Il denaro era nascosto a casa della sua collaboratrice Francesca Persi, condannata a 3 mesi, e in cassette di sicurezza in Austria

La Cassazione ha confermato la sentenza della Corte d’Appello di Milano del 21 settembre scorso, stabilendo la condanna definitiva a sei mesi per Fabrizio Corona.


L’ex paparazzo è accusato di illecito fiscale per la vicenda dei 2,6 milioni ritrovati nel controsoffitto di casa della sua collaboratrice Francesca Persi e in cassette di sicurezza in Austria.

La pena per il fotografo dei vip era stata dimezzata in appello, rispetto a quella, pari a un anno di reclusione, stabilita dal tribunale: la condanna pronunciata in secondo grado, e confermata oggi in via definitiva con il rigetto dei ricorsi, è relativa al mancato pagamento di una sola cartella esattoriale.

In appello i giudici milanesi avevano applicato anche un’attenuante perché l’imputato aveva saldato il suo debito col fisco in udienza preliminare.
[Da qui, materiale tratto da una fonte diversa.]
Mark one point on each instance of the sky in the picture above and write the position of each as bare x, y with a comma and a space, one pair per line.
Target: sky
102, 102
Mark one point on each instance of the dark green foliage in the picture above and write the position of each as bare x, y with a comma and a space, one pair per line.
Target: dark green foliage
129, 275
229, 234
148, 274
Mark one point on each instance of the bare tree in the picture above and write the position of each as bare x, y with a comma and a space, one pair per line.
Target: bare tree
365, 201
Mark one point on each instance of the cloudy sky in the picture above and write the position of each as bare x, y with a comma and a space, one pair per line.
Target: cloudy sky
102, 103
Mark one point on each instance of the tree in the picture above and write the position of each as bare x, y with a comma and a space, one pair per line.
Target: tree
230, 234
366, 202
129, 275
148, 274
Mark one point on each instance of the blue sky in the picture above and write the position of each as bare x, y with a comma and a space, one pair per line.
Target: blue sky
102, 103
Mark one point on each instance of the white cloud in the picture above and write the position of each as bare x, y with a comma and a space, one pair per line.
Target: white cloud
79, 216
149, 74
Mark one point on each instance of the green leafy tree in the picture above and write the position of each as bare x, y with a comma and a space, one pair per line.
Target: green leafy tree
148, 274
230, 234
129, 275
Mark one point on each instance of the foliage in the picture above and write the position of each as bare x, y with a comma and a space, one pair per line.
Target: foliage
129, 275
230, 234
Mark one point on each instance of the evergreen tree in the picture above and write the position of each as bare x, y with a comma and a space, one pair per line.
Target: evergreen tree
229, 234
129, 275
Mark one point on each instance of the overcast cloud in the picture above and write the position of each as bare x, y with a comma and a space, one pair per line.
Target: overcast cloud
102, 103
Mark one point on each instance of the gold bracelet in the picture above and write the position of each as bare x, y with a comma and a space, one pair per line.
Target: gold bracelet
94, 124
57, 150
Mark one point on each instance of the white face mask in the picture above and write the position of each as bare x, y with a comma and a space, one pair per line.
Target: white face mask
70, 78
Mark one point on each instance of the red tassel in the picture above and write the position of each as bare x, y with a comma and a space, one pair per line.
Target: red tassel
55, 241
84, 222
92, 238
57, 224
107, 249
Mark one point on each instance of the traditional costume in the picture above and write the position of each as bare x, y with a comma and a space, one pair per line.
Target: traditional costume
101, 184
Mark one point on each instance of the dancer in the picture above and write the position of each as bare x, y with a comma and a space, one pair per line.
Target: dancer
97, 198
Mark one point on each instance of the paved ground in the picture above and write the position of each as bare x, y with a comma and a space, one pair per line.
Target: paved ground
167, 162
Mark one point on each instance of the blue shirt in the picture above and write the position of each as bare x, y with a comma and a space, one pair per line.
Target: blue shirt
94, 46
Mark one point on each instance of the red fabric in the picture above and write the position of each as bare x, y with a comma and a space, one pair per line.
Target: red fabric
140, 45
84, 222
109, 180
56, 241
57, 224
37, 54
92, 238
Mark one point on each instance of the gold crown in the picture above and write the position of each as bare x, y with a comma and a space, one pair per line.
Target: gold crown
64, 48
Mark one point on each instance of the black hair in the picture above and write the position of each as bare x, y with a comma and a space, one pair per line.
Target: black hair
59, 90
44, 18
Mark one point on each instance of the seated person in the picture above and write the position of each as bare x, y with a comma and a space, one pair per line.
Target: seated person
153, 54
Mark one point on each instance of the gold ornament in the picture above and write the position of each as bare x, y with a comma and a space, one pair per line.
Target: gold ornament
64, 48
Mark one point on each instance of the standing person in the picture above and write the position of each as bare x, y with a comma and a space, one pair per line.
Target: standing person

Già in primo grado, inoltre, Corona era stato assolto dal più grave reato di intestazione fittizia di beni.

Confermata in serata anche la condanna a 3 mesi pronunciata dalla Corte d’appello di Milano per la sua collaboratrice Francesca Persi. La donna risultava dunque come sola custode del denaro e non come intestataria fittizia.